Professional decorators, naturally, applaud this notion. “All the Alexanders and Ashleys who stay up until 11 o’clock and are allowed to draw on the walls because their parents put up vinyl wallpaper are going to end up in therapy because they don’t know what’s appropriate,” says Andrew Baseman, who decorated the set of the forthcoming film “The Nanny Diaries.”
In recent years, the Manhattan-based interior designer has noticed parents opting for grown-up furnishings such as vintage wallpapers, higher-maintenance wool carpets and upholstered storage ottomans that can be used to stash toys. “I am seeing more people with older children who are growing up sophisticated about design. Maybe some parents actually enjoy sugary pastel colors, but you don’t have to give kids pink or blue bedrooms.”
For the Rosenhecks, simple whitewashed walls suffice for their daughters’ room, which is filled with tidily organized rainbow-bright toys. Ginger and Ruby sleep in wooden cribs without bumpers because that’s how mom grew up. In many ways, the Rosenhecks are doing what they never quite imagined they’d do: They are becoming like their own parents, raising kids the way they were brought up.
Both spent their early years in 1960s modern homes in suburban New Jersey. They were orderly, decidedly adult environments with comfortable dens where the family hung out and fancier rooms that were reserved for company.
Back then, Capobianco recalls, the bowl of hazelnuts and a heavy metal nutcracker in her childhood family room were not considered a choking hazard or a broken finger waiting to happen. “Today’s parents tend to overprotect their kids,” she says, scoffing at the notion of the latest infant fad, a warmer for baby wipes. “If (the kids) can’t deal with a cold wipe, how are they going to deal with not getting a job?”
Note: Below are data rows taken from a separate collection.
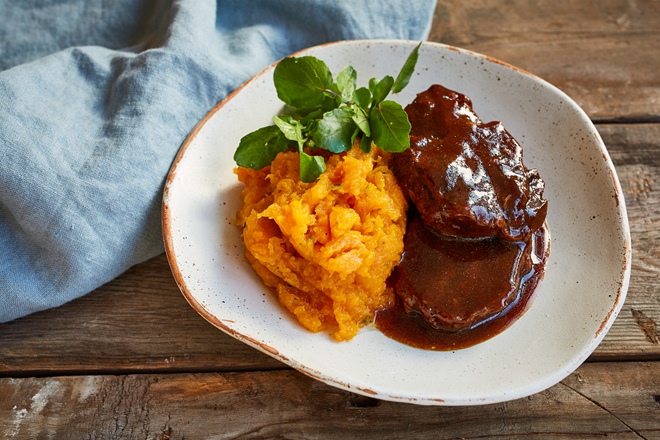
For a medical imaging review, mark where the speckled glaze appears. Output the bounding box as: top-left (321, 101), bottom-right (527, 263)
top-left (163, 40), bottom-right (631, 405)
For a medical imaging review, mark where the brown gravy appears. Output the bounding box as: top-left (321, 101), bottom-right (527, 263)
top-left (375, 84), bottom-right (549, 350)
top-left (375, 220), bottom-right (550, 351)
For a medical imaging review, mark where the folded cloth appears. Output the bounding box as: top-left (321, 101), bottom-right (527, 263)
top-left (0, 0), bottom-right (435, 322)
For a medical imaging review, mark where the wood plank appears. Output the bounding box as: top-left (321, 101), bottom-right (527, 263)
top-left (429, 0), bottom-right (660, 121)
top-left (592, 124), bottom-right (660, 360)
top-left (0, 362), bottom-right (660, 440)
top-left (0, 124), bottom-right (660, 376)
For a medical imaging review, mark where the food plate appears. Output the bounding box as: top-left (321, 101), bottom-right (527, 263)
top-left (162, 40), bottom-right (631, 405)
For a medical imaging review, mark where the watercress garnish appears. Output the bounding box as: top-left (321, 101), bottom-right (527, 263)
top-left (234, 43), bottom-right (422, 182)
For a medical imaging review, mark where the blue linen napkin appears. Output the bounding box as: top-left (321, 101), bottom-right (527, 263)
top-left (0, 0), bottom-right (435, 322)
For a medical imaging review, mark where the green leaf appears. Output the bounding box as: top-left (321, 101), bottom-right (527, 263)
top-left (300, 151), bottom-right (325, 183)
top-left (352, 105), bottom-right (371, 136)
top-left (353, 87), bottom-right (371, 111)
top-left (337, 66), bottom-right (357, 102)
top-left (369, 75), bottom-right (394, 104)
top-left (392, 42), bottom-right (422, 93)
top-left (273, 56), bottom-right (333, 108)
top-left (360, 136), bottom-right (371, 153)
top-left (234, 125), bottom-right (289, 170)
top-left (371, 101), bottom-right (410, 153)
top-left (273, 115), bottom-right (303, 142)
top-left (313, 108), bottom-right (356, 153)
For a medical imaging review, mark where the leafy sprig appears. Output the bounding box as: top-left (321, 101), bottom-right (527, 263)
top-left (234, 43), bottom-right (422, 182)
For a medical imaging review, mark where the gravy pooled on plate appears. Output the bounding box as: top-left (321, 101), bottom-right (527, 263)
top-left (376, 85), bottom-right (549, 350)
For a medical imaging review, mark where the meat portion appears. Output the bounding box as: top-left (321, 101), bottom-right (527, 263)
top-left (392, 85), bottom-right (547, 241)
top-left (394, 216), bottom-right (533, 331)
top-left (391, 85), bottom-right (548, 332)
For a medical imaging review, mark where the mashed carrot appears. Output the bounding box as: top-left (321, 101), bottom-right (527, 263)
top-left (236, 145), bottom-right (407, 341)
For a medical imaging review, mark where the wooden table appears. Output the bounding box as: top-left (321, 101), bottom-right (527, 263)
top-left (0, 0), bottom-right (660, 440)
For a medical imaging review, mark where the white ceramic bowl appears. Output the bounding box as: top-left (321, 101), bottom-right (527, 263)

Ginger and Ruby, 1 1/2, are allowed everywhere except the kitchen and their parents’ room. “We want them to see the world as a safe and open place. They crawl and climb up on furniture and if they fall, we wait to see how they react instead of freaking out and making them fearful,” Capobianco says. “Most of the time, they just get up and keep going.”
They believe that toddlers understand more than they can communicate. After tugging on a cord attached to one of Rosenheck’s favorite table lamps a few times, Ginger and Ruby discovered it would topple onto the side table by the living room couch. Dad caught them in the act and saved the lamp from being smashed. But when he went to put the lamp back, he not only noticed some hairline cracks in the ceramic base, but also an imprint identifying the lamp as a Martz, a highly collectible midcentury design.
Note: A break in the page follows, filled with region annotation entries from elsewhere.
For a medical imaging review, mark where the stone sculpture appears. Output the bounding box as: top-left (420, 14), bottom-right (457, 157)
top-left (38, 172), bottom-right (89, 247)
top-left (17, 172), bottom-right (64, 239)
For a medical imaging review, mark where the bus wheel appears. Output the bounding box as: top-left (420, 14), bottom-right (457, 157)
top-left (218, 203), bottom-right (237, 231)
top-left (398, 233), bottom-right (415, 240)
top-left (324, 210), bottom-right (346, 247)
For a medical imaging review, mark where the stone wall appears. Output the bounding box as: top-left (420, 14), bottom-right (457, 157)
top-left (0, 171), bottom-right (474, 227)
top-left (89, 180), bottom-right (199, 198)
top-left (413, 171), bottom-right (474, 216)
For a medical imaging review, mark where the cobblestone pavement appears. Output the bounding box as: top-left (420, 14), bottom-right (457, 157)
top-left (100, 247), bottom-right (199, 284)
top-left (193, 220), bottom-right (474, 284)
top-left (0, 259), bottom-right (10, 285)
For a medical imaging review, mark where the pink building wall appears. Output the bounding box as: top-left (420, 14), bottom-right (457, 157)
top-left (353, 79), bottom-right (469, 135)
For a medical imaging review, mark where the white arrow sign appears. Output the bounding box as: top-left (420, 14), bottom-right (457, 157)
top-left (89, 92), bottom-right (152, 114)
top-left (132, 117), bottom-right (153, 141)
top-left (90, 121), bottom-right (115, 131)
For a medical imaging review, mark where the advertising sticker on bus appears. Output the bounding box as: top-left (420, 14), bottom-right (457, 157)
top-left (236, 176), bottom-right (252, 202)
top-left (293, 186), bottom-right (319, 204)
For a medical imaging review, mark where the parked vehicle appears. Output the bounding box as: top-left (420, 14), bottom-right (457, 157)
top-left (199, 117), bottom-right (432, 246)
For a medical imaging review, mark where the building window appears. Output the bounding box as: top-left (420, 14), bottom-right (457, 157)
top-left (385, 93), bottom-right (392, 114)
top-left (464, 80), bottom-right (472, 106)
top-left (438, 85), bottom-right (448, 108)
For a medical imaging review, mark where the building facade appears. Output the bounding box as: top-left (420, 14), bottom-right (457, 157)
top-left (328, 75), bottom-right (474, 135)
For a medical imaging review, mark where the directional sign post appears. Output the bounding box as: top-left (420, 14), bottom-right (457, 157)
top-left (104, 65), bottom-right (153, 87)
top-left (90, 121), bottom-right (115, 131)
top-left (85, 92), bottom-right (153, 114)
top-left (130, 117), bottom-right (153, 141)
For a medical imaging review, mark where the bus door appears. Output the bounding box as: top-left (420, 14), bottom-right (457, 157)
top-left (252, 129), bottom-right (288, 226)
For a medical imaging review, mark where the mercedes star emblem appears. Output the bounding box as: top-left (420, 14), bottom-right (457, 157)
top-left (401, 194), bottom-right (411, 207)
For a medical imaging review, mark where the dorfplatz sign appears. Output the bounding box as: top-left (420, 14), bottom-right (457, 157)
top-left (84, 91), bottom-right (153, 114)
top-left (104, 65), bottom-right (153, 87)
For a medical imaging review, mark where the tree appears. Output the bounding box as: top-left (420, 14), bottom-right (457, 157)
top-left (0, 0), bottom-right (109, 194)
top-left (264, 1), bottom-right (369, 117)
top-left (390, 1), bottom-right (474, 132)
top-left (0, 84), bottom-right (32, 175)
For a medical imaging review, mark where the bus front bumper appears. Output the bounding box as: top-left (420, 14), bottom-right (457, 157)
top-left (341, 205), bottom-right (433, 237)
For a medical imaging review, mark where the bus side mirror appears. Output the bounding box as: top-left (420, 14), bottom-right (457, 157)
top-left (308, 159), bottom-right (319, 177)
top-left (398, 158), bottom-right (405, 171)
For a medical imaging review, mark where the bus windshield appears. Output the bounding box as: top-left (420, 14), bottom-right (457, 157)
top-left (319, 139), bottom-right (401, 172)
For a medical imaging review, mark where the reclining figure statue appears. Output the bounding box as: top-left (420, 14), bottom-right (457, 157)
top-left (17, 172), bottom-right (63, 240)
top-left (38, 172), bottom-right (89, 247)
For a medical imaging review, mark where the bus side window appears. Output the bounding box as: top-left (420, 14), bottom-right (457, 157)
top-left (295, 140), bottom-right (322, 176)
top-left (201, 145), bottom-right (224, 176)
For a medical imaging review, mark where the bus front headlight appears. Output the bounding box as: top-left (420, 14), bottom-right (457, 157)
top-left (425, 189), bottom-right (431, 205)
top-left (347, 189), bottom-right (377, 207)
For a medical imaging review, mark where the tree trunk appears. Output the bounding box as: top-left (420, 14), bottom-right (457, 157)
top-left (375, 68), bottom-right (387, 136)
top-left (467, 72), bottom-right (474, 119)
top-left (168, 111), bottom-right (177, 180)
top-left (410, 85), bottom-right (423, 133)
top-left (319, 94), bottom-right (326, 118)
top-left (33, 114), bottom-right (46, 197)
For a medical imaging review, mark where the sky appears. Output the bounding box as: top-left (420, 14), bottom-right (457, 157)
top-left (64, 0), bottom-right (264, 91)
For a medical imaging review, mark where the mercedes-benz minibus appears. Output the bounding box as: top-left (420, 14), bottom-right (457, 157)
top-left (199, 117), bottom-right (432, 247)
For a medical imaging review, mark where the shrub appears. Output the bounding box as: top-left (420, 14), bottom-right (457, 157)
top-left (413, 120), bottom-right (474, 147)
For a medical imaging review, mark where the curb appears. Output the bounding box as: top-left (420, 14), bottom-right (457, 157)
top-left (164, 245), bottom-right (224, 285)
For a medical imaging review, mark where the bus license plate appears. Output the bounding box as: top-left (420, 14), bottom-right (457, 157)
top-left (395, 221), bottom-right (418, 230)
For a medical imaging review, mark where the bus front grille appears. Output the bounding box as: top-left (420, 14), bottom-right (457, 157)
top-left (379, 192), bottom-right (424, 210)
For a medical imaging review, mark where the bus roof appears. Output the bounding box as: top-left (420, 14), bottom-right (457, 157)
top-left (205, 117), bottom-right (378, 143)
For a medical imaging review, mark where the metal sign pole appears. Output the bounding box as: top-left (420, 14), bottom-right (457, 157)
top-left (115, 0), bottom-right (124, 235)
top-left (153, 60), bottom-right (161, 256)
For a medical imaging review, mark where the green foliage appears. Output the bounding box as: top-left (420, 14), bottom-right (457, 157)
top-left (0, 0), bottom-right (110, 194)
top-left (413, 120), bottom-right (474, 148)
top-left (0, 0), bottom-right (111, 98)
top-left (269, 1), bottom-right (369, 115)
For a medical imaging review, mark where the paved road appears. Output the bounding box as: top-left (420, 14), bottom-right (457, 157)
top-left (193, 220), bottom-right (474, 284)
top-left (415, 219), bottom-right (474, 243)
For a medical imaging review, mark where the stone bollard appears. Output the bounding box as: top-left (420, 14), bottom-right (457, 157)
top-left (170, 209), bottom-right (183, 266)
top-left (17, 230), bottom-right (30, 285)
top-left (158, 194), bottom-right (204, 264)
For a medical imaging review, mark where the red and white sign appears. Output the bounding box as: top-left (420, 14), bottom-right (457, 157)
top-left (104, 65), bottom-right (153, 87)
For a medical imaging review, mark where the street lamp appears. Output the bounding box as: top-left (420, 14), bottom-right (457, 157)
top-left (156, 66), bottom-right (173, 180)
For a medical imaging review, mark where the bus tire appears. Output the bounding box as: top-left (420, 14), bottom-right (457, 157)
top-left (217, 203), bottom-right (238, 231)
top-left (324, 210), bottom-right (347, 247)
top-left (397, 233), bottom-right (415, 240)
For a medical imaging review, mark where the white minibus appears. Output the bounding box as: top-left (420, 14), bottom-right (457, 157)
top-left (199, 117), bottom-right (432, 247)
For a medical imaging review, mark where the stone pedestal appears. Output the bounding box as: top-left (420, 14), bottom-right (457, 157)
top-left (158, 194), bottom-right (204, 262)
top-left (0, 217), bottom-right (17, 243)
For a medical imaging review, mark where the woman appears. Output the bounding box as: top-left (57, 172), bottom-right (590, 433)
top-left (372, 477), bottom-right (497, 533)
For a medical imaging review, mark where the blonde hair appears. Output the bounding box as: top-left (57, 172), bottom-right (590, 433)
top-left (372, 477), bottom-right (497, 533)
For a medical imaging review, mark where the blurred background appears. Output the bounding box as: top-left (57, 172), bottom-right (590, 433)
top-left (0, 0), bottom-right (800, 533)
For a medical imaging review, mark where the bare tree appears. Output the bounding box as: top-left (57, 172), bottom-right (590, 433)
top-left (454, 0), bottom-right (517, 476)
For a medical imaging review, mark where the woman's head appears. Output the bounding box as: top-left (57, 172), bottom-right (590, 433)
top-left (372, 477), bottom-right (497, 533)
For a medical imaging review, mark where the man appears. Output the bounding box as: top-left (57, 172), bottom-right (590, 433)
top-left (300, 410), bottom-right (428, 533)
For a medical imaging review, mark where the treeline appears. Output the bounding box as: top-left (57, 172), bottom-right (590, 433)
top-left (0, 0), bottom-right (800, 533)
“I just thought it looked cool,” says Rosenheck, who picked it up at a vintage furniture store. “I had no idea it was worth anything,” he adds with a laugh, “and now it isn’t.”
The couple wouldn’t have it any other way. “I don’t think we could’ve transformed the house so that we would be living in their world,” he says. “We welcomed them into ours.”
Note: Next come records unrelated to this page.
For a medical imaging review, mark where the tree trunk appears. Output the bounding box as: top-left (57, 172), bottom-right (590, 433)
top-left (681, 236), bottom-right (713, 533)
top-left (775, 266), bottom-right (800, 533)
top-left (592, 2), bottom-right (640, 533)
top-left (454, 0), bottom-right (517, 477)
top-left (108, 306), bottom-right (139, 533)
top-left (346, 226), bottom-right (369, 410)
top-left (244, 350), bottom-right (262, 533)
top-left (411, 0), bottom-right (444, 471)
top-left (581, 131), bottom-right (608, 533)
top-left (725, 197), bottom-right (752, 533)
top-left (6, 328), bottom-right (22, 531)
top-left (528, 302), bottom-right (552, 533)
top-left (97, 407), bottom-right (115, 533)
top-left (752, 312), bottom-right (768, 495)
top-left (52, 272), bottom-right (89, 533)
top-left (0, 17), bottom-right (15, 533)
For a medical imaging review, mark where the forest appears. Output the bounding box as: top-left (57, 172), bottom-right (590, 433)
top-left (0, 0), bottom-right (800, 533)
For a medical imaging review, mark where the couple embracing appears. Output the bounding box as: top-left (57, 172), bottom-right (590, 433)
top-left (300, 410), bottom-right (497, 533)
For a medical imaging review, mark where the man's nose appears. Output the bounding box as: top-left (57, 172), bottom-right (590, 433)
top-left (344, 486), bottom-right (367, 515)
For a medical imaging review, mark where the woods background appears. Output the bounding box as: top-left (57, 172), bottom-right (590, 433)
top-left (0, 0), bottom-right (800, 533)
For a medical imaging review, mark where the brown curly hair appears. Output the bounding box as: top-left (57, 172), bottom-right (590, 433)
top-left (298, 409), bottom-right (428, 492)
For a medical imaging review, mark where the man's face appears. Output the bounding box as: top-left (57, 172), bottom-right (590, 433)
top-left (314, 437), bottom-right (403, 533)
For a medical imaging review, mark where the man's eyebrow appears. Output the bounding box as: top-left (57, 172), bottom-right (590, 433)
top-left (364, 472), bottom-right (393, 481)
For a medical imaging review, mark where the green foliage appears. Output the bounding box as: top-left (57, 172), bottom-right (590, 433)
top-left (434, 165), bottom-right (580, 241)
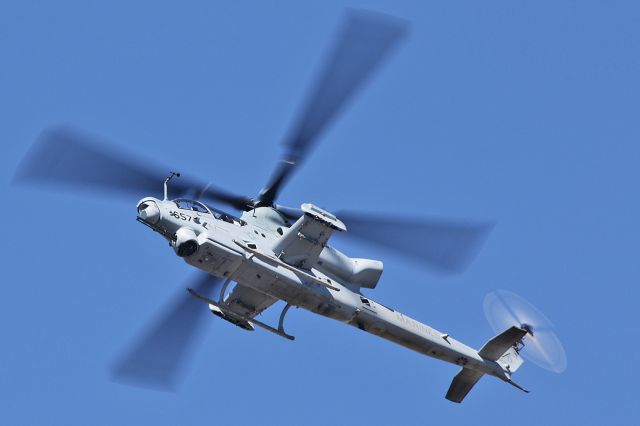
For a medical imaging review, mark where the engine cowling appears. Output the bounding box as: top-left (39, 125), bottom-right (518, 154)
top-left (173, 227), bottom-right (198, 257)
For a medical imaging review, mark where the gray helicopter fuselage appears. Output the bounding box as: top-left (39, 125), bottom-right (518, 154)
top-left (138, 198), bottom-right (509, 380)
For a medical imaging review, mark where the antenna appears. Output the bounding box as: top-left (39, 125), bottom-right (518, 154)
top-left (164, 172), bottom-right (180, 201)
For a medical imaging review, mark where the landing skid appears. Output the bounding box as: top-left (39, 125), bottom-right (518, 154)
top-left (187, 288), bottom-right (295, 340)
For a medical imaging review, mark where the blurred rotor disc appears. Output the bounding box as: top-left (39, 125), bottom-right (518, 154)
top-left (484, 290), bottom-right (567, 373)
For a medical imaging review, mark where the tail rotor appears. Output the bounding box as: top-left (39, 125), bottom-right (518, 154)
top-left (484, 290), bottom-right (567, 373)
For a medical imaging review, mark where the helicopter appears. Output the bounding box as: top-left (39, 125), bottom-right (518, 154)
top-left (15, 10), bottom-right (564, 403)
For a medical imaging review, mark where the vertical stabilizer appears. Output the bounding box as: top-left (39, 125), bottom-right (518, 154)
top-left (445, 367), bottom-right (484, 403)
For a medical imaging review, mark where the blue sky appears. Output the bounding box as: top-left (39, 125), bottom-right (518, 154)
top-left (0, 1), bottom-right (640, 425)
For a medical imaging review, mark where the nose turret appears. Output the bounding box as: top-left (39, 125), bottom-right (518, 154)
top-left (138, 198), bottom-right (160, 225)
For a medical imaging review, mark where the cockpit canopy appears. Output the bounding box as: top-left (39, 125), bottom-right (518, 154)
top-left (172, 198), bottom-right (247, 226)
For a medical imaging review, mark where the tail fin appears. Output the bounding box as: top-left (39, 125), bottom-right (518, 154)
top-left (445, 367), bottom-right (484, 403)
top-left (445, 327), bottom-right (528, 402)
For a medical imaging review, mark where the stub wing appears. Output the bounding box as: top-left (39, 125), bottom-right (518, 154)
top-left (273, 204), bottom-right (346, 270)
top-left (224, 284), bottom-right (278, 318)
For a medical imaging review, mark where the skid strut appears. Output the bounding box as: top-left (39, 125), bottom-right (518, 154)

In this artsy, groovy place, Ginger and Ruby are kids in an eye-candy store. On the walls of their living-dining room, there is an Egyptian-themed stained glass window, odd bits of folk art, estate sale paintings, and Rosenheck’s photos of Joshua Tree landscapes and portraits of his kids as newborns.
The vaulted Tudor-style family room with a banquette and daybed covered in Indian and Moroccan fabrics and pillows has a TV that is never on when the kids are awake. Instead the room serves as a stage for family jam sessions, with dad on guitar and the kids on toy pianos and percussion. “We don’t buy anything that needs batteries,” he says. “We really want them to bring their imagination to things.” There is an orange bucket in the room to keep stuffed animals and dolls in one place. “Kids learn quickly,” Rosenheck says, “and they can live in an adult house.”